Rick Thomas is hoping his new play will shed some light on the mystery surrounding why the Bard left London to return to his Stratford-upon-Avon birthplace before his death in 1616.

Shakespeare’s return to Stratford in 1613 signalled the end of his writing career, and a lack of historical evidence has left experts baffled as to why he stopped writing.

Now Cumbria-based Mr Thomas, who has been commissioned to write For All Time by The Theatre By The Lake in Keswick, has suggested that years of writing by candlelight may have taken a toll on the Shakespeare’s eyesight.

He said: “I started off thinking about how Shakespeare would spend his working day.

“He would have been rehearsing in the morning, he would have been performing in the afternoon. So if he was going to write at all it would have been in the evening. So for six months of the year that would have been in candlelight. If you think about it in those terms it would have been virtually impossible for him to get to the age of 48 and still have 20-20 vision.”

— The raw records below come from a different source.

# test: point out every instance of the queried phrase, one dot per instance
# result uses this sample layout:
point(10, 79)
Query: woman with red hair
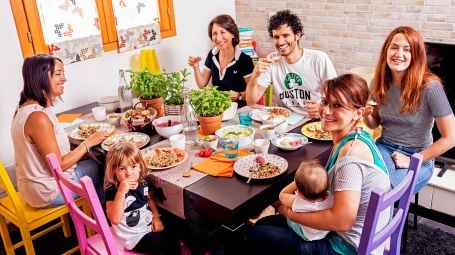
point(410, 99)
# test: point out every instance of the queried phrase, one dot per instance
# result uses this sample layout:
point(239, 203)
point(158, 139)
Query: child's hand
point(157, 224)
point(126, 185)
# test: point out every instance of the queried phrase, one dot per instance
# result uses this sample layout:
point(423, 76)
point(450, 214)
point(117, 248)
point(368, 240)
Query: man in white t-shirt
point(296, 73)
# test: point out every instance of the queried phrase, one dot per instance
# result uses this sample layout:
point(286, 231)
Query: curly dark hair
point(285, 17)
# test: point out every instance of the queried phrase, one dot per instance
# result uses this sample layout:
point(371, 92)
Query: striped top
point(413, 130)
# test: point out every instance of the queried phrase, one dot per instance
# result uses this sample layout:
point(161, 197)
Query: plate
point(139, 117)
point(243, 164)
point(257, 114)
point(290, 141)
point(163, 158)
point(139, 139)
point(83, 131)
point(230, 112)
point(313, 130)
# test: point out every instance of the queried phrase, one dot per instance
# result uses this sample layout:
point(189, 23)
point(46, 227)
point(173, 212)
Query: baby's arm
point(157, 224)
point(115, 209)
point(287, 195)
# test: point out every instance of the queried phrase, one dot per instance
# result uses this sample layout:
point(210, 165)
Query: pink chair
point(103, 242)
point(380, 201)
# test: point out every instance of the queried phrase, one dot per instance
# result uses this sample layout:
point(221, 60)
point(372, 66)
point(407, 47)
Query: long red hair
point(417, 75)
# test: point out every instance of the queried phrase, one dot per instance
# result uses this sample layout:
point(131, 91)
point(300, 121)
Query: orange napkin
point(68, 117)
point(218, 165)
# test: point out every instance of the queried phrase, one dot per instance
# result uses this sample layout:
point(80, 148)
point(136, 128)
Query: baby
point(308, 192)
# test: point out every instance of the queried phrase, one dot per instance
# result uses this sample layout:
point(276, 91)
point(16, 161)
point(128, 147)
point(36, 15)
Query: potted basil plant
point(209, 105)
point(149, 88)
point(173, 99)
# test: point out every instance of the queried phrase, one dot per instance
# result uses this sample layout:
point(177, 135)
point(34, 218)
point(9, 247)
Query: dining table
point(213, 202)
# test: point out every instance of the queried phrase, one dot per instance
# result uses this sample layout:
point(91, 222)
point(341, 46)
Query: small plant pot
point(210, 124)
point(155, 103)
point(170, 109)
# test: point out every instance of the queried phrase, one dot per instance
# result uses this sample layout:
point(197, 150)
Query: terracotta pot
point(210, 124)
point(155, 103)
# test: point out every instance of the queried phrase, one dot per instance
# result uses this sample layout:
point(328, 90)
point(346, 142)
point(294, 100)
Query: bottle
point(189, 119)
point(124, 94)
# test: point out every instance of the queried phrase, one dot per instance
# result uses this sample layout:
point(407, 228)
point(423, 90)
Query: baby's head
point(312, 180)
point(120, 154)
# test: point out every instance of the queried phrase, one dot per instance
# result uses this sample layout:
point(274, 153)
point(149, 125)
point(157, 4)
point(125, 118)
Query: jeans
point(272, 235)
point(386, 148)
point(88, 168)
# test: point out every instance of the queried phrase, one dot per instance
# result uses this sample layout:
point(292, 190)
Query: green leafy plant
point(174, 86)
point(148, 85)
point(210, 102)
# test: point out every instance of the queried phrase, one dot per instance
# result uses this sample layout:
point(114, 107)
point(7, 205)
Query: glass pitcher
point(189, 118)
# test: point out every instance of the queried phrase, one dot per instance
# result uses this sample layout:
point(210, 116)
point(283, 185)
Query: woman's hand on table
point(157, 224)
point(312, 108)
point(96, 138)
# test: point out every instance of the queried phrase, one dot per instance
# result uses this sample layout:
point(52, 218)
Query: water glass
point(261, 146)
point(177, 141)
point(99, 113)
point(230, 148)
point(245, 119)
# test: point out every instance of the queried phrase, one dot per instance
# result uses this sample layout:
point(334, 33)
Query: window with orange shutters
point(31, 37)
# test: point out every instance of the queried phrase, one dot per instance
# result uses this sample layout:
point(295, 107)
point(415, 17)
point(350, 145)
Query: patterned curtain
point(71, 29)
point(137, 23)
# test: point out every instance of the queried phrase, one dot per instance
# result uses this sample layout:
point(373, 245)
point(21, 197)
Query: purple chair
point(103, 242)
point(381, 200)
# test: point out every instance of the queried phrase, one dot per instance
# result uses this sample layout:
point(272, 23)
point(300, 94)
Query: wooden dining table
point(228, 203)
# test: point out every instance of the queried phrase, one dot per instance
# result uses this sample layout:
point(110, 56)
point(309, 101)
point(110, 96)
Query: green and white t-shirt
point(293, 84)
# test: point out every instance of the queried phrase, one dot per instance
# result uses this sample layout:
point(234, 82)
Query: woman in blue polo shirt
point(229, 68)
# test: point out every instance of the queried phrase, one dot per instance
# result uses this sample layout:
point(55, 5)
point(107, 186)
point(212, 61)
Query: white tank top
point(34, 178)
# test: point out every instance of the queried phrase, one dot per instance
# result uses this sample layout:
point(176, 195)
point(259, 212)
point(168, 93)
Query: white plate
point(257, 114)
point(243, 164)
point(230, 112)
point(74, 134)
point(181, 157)
point(290, 141)
point(139, 139)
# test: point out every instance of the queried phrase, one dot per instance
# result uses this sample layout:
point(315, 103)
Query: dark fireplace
point(441, 61)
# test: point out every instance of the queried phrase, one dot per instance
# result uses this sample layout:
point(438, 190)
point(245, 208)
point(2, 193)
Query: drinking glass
point(245, 119)
point(230, 148)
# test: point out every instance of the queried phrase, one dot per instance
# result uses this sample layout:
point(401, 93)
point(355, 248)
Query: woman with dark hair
point(355, 167)
point(35, 133)
point(229, 68)
point(410, 99)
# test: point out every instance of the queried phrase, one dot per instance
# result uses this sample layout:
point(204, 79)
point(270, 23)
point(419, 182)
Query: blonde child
point(308, 192)
point(130, 206)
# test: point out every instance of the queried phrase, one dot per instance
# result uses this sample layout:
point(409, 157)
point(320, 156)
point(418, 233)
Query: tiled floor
point(56, 243)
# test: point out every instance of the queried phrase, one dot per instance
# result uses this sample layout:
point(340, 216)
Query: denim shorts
point(386, 148)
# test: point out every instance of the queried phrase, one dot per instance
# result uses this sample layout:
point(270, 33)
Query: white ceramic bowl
point(268, 132)
point(162, 128)
point(244, 134)
point(111, 103)
point(270, 119)
point(231, 111)
point(282, 128)
point(114, 119)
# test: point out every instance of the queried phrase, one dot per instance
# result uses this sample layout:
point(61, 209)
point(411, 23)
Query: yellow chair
point(28, 219)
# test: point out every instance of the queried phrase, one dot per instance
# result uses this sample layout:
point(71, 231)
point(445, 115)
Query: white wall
point(89, 80)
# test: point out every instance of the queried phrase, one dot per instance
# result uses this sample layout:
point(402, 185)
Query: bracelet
point(87, 149)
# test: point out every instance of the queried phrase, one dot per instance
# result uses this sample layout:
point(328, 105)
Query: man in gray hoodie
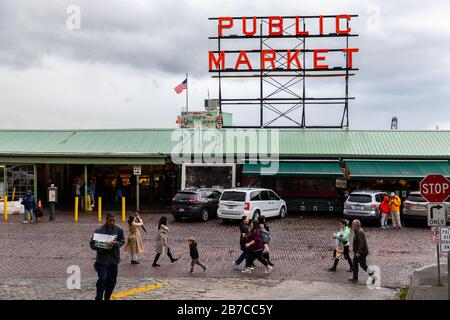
point(108, 258)
point(360, 250)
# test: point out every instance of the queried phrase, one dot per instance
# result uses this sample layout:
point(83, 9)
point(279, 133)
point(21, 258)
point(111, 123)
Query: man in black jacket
point(360, 250)
point(193, 252)
point(108, 258)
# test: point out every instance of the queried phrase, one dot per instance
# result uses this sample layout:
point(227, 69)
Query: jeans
point(196, 262)
point(119, 194)
point(242, 257)
point(25, 214)
point(359, 261)
point(384, 220)
point(92, 195)
point(396, 220)
point(107, 279)
point(346, 256)
point(252, 255)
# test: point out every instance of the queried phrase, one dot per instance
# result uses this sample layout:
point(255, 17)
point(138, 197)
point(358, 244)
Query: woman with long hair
point(243, 227)
point(134, 245)
point(162, 242)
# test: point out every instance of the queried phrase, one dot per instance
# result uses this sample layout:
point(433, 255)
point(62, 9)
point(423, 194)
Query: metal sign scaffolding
point(283, 91)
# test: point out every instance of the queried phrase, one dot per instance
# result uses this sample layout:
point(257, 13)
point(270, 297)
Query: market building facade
point(315, 168)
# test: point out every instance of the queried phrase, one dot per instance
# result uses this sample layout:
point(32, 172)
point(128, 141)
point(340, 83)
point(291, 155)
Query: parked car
point(364, 205)
point(235, 203)
point(195, 203)
point(415, 207)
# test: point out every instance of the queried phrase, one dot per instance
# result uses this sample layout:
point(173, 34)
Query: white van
point(235, 203)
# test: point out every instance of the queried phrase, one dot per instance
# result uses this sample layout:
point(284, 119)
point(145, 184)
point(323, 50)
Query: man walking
point(360, 250)
point(29, 204)
point(395, 211)
point(108, 258)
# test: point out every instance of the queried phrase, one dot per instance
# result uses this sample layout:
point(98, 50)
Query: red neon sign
point(277, 27)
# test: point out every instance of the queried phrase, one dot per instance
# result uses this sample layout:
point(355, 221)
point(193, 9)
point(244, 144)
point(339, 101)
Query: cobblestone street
point(301, 251)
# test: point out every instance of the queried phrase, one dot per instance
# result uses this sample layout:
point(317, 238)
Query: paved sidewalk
point(424, 284)
point(191, 288)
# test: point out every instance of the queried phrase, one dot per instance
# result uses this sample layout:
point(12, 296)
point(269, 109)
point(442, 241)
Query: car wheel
point(283, 212)
point(204, 216)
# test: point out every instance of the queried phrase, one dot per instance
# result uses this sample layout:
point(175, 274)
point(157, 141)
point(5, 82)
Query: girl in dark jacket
point(263, 227)
point(255, 248)
point(243, 228)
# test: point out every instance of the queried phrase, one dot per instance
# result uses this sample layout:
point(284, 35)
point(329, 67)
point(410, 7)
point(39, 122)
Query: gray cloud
point(129, 55)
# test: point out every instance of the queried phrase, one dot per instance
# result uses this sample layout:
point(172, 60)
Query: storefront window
point(219, 177)
point(19, 179)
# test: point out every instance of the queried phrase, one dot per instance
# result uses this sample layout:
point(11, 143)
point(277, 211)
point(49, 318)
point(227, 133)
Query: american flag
point(179, 88)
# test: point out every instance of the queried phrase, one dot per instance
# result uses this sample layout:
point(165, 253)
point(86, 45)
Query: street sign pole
point(439, 265)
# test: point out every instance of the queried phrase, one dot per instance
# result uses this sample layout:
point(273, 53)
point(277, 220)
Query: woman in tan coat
point(161, 242)
point(134, 244)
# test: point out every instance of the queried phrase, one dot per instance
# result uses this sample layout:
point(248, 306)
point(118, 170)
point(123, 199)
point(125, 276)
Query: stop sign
point(435, 188)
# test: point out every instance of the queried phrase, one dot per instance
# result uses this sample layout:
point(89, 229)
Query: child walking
point(193, 251)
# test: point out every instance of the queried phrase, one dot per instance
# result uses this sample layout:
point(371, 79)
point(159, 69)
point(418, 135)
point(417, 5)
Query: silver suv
point(364, 205)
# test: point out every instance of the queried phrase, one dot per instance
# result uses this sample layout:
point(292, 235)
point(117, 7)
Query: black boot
point(155, 264)
point(333, 268)
point(172, 259)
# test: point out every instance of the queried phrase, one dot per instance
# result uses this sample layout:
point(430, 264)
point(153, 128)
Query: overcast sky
point(119, 69)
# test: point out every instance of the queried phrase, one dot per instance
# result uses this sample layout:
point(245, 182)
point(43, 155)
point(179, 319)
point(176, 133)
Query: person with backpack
point(255, 248)
point(265, 237)
point(342, 243)
point(384, 209)
point(243, 227)
point(395, 211)
point(193, 252)
point(29, 204)
point(133, 244)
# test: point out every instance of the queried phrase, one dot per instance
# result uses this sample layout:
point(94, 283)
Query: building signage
point(275, 27)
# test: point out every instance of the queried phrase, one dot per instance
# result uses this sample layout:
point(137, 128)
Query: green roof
point(396, 169)
point(291, 143)
point(289, 169)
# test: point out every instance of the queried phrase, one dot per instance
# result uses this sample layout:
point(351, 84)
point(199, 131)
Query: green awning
point(82, 160)
point(396, 169)
point(294, 169)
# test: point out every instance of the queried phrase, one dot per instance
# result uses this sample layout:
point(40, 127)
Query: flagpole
point(187, 93)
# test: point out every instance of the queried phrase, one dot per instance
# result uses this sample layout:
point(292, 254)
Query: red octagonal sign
point(435, 188)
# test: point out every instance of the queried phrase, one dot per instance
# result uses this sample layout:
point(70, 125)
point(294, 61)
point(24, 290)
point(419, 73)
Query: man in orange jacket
point(395, 203)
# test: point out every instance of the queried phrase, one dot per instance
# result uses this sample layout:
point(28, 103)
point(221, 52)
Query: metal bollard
point(123, 209)
point(89, 208)
point(99, 209)
point(5, 208)
point(76, 209)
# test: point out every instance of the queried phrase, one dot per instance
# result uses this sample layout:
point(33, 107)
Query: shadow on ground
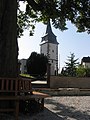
point(68, 113)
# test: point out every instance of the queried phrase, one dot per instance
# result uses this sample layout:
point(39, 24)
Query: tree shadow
point(68, 113)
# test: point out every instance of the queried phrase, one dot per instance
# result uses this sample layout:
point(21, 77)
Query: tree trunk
point(8, 39)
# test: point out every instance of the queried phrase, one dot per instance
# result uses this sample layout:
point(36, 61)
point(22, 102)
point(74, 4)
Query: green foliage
point(37, 64)
point(80, 71)
point(76, 11)
point(71, 65)
point(87, 72)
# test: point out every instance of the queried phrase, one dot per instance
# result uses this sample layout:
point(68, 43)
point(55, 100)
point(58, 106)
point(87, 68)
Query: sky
point(69, 40)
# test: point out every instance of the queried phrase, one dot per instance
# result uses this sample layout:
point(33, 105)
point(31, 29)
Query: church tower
point(49, 47)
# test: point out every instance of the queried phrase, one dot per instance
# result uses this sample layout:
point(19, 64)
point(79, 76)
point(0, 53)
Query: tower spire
point(48, 29)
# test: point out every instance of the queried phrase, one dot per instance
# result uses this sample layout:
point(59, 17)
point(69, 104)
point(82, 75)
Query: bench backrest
point(15, 85)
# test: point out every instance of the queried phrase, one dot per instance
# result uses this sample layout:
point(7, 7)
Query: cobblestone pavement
point(60, 108)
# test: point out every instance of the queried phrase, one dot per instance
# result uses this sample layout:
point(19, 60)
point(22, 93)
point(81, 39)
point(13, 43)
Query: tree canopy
point(37, 64)
point(59, 11)
point(71, 65)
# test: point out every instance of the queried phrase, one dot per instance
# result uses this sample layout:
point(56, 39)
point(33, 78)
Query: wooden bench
point(17, 89)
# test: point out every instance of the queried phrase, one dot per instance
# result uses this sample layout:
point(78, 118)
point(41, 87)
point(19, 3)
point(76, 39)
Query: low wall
point(69, 82)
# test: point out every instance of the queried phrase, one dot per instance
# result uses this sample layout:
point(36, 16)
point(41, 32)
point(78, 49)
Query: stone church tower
point(49, 47)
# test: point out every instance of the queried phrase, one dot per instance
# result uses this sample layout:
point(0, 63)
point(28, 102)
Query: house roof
point(49, 35)
point(86, 59)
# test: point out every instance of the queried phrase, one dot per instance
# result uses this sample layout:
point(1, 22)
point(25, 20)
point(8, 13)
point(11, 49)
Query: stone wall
point(69, 82)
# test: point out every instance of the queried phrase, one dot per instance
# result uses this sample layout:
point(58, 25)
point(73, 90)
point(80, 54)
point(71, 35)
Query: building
point(49, 47)
point(85, 62)
point(23, 68)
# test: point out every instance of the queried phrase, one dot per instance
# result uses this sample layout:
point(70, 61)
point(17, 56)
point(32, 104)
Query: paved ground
point(60, 108)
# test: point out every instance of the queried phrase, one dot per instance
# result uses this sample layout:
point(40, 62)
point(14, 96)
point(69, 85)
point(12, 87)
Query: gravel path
point(60, 108)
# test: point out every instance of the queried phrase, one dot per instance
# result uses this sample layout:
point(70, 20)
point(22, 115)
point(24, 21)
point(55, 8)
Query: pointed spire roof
point(48, 29)
point(49, 35)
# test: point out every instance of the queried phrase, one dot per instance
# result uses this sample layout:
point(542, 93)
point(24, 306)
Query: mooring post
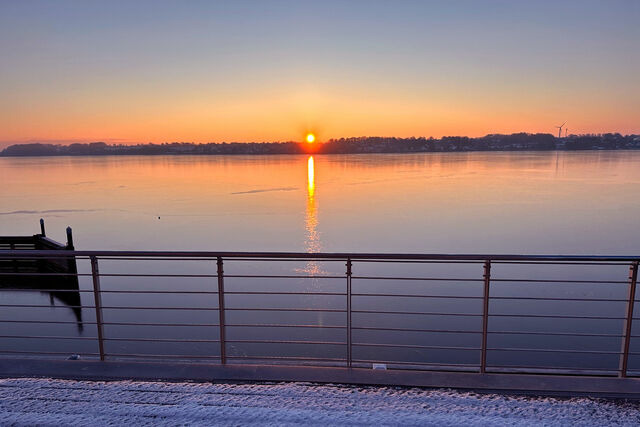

Mr Thomas drew on his own experiences as a writer to conclude that poor lighting would have affected Shakespeare’s eyesight.

He added: “I just can’t see that Shakespeare could have had that clear vision.”

Stanley Wells, chairman of the Shakespeare Birthplace Trust, said the blindness theory was interesting but that he thought the playwright could have left London after being traumatised by the Globe theatre burning down in 1613.

He added that Shakespeare’s sight must have been good enough at the end of his life for him to be able to sign his elaborate signature.

Five of Shakespeare’s six surviving signatures were written in the final years of his life, with one believed to be penned just two months before his death.

But Mr Thomas said his play was not meant to be a historical account, but to put forward lots of reasons why Shakespeare wanted to leave London.

He said: “I plumped for the blindness in the end as the main reason but the truth is we just do not know and the truth is we will probably never know.”